- Directed by: Beadie Finzi
- Produced by: Giorgia Lo Savio Nikki Parrott
- Starring: Irlan Santos da Silva Isabela Coracy
- Edited by: Alan Levy Felipe Lacerda
- Music by: Stephen Hilton
- Production company: Tigerlily Films
- Release date: April 2009 (Tribeca);
- Running time: 78 minutes
- Country: United Kingdom
- Language: Portuguese

= Only When I Dance =

Only When I Dance (also known as Nés Pour Danser and Vida Ballet) is a 2009 British documentary film directed by Beadie Finzi and strarring Irlan Santos da Silva and Isabela Coracy.

==Synopsis==
Only When I Dance tells the story of two teenagers, Irlan and Isabela, who pursue their dreams of becoming professional ballet dancers as a way to escape the violent slums of Rio de Janeiro.

== Production ==
The producers spent over three years trying to find the candidates to be filmed, and the film took around ten months to film.

== Release ==
The film premiered at the Tribeca Film Festival in April 2009. It was subsequently shown at several other major film festivals, including the Edinburgh International Film Festival, the San Francisco International DocFest, the Rio Film Festival, Guadalajara Film Festival and Sheffield Doc/Fest.
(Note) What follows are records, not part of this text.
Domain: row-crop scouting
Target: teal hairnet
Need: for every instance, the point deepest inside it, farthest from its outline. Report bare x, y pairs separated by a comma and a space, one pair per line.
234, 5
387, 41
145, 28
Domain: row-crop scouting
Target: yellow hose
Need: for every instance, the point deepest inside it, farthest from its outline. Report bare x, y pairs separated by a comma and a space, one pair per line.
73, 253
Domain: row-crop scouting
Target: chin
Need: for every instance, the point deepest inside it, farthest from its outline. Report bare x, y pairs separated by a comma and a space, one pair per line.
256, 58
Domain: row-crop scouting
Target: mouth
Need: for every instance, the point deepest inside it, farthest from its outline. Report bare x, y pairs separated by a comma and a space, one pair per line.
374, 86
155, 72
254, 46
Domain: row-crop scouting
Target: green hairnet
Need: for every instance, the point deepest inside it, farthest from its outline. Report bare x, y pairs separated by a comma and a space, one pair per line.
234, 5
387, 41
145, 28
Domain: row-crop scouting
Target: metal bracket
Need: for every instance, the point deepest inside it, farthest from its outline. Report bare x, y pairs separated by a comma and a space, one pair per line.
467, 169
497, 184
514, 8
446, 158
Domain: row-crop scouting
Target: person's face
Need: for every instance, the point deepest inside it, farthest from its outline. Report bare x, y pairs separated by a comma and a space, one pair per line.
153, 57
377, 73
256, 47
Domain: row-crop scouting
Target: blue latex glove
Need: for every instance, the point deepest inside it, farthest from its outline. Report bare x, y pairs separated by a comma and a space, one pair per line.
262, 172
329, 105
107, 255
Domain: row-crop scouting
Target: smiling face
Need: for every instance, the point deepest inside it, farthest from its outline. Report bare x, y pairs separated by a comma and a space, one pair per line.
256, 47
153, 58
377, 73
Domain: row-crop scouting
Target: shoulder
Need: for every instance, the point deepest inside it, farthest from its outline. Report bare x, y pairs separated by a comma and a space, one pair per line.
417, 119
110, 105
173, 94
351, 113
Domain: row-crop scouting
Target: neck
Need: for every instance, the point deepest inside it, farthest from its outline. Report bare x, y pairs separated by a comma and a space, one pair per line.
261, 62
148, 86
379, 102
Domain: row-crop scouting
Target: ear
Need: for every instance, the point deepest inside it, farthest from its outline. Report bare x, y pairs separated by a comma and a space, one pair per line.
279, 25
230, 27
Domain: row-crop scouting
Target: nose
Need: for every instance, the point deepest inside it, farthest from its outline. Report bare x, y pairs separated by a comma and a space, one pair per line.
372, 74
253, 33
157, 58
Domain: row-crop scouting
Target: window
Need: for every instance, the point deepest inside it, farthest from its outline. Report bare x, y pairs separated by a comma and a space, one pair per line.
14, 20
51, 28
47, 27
It was broadcast on television in the United Kingdom on Christmas Day 2009. It was released in USA in summer 2010. Prior to release it was pitched at the 2007 Sheffield Doc/Fest MeetMarket.

==Reception==
The Guardian awarded the film four out of five stars and calling it a "moving, if rather shallow documentary".

The website Eye for Film awarded the film three and a half out of five stars, saying the film "shows how an artistic calling can be imbued with life-and-death determination."